Fue rápido el giro que Don Aime improvisó observando con ojos profundos a la posible víctima de espaldas y a punto de recostarse; pero aún más veloz fue el instinto de castidad del rey de Cristogedia quien, seducido o no, nunca lo sabremos, brincó como una gomita tapando con ambas manos el centro de sus asentaderas e hizo un gesto de desaprobación al señor del Oráculo.
- No, no se confunda. Tampoco sabía de su bisexualidad...
- Hay más de dos sexos – lo interceptó Don Aime aún no vencido en su juego de seducción.
- El sexo es trivialidad, desorden; y no es a hablar de esto que he venido, gran Oráculo. Volvamos al punto que sigo sin comprender. No sé que es una pelota. Mi desesperación se acrecienta; comienza mi vista a nublarse y se hace difuso el porvenir. Desesperado estoy. ¿A quién recurro? Necesito una guía, por pequeña que sea.
- Puedes acudir al capitán del equipo de fútbol de Belverius, tu cautivo en la Trampa de Eustaquio, Birrabob, también conocido como El Tercer Adelantado.

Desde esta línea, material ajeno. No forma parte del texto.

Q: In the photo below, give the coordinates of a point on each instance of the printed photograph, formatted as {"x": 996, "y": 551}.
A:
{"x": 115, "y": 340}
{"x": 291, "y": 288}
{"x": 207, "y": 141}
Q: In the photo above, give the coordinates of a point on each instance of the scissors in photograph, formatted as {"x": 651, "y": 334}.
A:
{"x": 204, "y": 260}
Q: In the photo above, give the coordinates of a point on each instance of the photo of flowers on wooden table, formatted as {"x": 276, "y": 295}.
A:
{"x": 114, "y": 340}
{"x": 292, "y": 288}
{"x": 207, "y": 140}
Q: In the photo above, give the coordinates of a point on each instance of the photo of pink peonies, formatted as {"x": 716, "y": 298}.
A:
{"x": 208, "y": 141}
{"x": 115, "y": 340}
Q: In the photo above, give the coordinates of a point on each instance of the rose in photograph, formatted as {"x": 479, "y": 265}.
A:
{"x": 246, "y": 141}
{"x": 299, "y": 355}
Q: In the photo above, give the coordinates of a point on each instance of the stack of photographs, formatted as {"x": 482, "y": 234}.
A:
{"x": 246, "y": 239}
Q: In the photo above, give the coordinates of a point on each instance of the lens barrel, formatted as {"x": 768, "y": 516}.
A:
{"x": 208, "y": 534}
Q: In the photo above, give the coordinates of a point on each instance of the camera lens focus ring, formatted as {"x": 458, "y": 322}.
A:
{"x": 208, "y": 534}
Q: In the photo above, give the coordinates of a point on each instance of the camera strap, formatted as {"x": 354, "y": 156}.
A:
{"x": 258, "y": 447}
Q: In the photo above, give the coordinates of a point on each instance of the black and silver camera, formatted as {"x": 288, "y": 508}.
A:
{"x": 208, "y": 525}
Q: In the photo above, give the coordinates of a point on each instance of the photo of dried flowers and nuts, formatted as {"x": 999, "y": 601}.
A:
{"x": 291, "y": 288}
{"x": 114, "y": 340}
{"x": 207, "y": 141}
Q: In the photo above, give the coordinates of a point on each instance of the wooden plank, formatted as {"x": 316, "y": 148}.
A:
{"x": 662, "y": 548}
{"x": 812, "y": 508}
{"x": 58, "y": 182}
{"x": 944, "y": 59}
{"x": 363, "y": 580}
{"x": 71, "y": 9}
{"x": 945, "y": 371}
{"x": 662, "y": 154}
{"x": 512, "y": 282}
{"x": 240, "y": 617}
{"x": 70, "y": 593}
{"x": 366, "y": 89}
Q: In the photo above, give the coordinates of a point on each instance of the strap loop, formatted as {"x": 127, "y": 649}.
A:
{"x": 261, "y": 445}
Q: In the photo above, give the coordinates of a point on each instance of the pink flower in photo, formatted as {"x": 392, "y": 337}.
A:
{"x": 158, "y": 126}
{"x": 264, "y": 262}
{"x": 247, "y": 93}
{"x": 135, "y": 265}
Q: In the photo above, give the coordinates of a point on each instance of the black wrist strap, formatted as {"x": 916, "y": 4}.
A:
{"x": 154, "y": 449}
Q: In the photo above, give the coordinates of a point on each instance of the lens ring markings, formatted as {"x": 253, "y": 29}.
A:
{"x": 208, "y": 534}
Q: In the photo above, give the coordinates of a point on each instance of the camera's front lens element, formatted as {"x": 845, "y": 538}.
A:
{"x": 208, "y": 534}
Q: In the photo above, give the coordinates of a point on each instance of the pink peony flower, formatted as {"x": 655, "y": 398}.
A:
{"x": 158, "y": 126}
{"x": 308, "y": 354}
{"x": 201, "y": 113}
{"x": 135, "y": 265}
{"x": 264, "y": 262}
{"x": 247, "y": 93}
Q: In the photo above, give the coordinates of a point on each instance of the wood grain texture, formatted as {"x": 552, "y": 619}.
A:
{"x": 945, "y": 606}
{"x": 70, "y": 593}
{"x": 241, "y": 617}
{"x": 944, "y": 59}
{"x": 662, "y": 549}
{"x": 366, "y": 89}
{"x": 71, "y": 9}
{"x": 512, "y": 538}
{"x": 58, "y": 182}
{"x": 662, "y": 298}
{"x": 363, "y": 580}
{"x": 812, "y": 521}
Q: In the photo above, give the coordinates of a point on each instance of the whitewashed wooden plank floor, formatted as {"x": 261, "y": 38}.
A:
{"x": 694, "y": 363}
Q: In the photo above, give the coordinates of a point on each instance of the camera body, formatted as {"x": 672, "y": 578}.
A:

El puede colaborar si a cambio le ofreces algo –dijo mientras se reacomodaba sus pantalones bahianos Don Aime-.
Cristóbulis abordó de regreso su canoa meditabundo. De repente no entendía nada. Ignoraba las fuerzas de cambio que arrastraba ese juego e ignoraba también el juego en sí mismo.
Ya en su palacio y rodeado de sus tres gatas, el rey cristogedio aprovechó las últimas horas de luz para relajar sus pensamientos mientras bebía unas copas de coñac y se deleitaba con el Concierto Nº 19, en C mayor, de Wolfgang Amadeus Mozart.